Thomas Pynchon’s latest novel, Bleeding Edge, has a tight timeline and begins at a specific moment. Manhattan, spring of 2001. The dotcom bubble has burst, but the Beanie Babies bubble has not. Amid the Flatiron district flotsam of laid-off geeks is the dingy office of Maxine Loeffler, née Tarnow, fraud investigator. We all know how the noir-detective narrative goes: The rumpled-yet-handsome middle-aged private eye is sitting behind his desk, minding his own business when the tragically paranoid femme fatale enters, beseeching his help. Except here, the middle-aged private eye is Maxine, an Upper West Side mom with a Beretta in her Kate Spade purse and the femme fatale is Reg Despard, accidental documentary filmmaker. Reg has noticed some odd goings-on at his current employer, hashslingerz, an Internet security firm helmed by a creepy tech billionaire, Gabriel Ice, unscathed by the recent crash. Reg wants Maxine to get to the bottom of it, and also fears for his own safety. Pynchon is clearly having some fun with genre, but of course the author’s bread-and-butter genre is Pynchon himself: zany odysseys, gags, coincidences, and subplots that spin out in numerous directions and sometimes back over each other. Take Reg’s backstory, for instance. One day, while shilling homemade camcorder bootleg videos in Washington Square Park…
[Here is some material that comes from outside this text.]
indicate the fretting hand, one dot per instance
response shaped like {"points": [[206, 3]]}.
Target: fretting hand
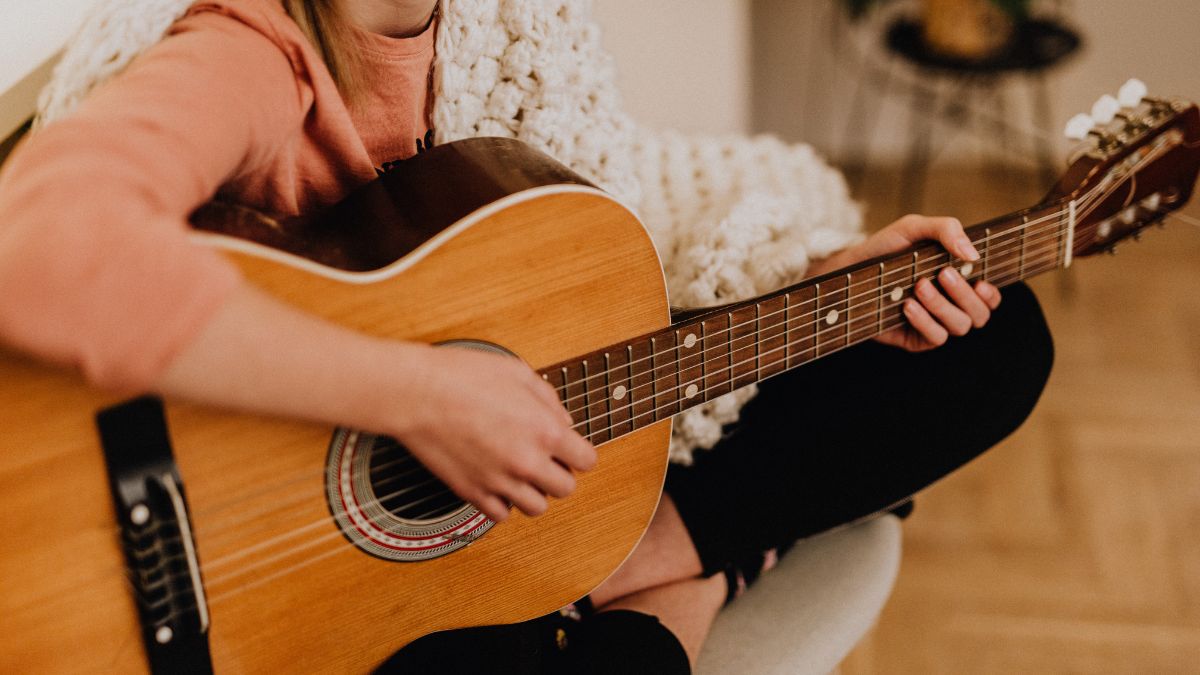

…Reg happened to sell one of his cassettes to a professor at NYU who taught film, who next day came running down the street after Reg to ask, out of breath, if Reg knew how far ahead of the leading edge of this post-postmodern art form he was working, “with your neo-Brechtian subversion of the digesis.
Maxine’s quest, which includes a good-natured MILF cameo at a strip club called Joie de Beavre, a manic shopping trip to Loehmann’s, an unfortunate excursion to Nutley, NJ, and endless other hijinks, unspools merrily, until September 11. Maxine tallies up all of the Ice shadiness: money funneled to the Emirates, a secret room full of Arab coders at hashslingerz, even a former bagpiping college roommate who stood to make a vast profit from a funeral boom. Could the geek-villain Ice be that evil? Ice’s potential culpability is swirled together with all the other conspiracy theories and paranoid speculations that mushroomed after the attack: it was the Jews, it was an inside job, were the Arab food cart vendors forewarned, etc. Pynchon gives us the first clue about how things are going to pan out in the novel’s epigram, a quote from the writer Donald Westlake: “New York as a character in a mystery would not be the detective, would not be the murderer. It would be the enigmatic suspect who knows the real story but isn’t going to tell it.” The various plots and subplots do not so much resolve as simply calm down and fall away.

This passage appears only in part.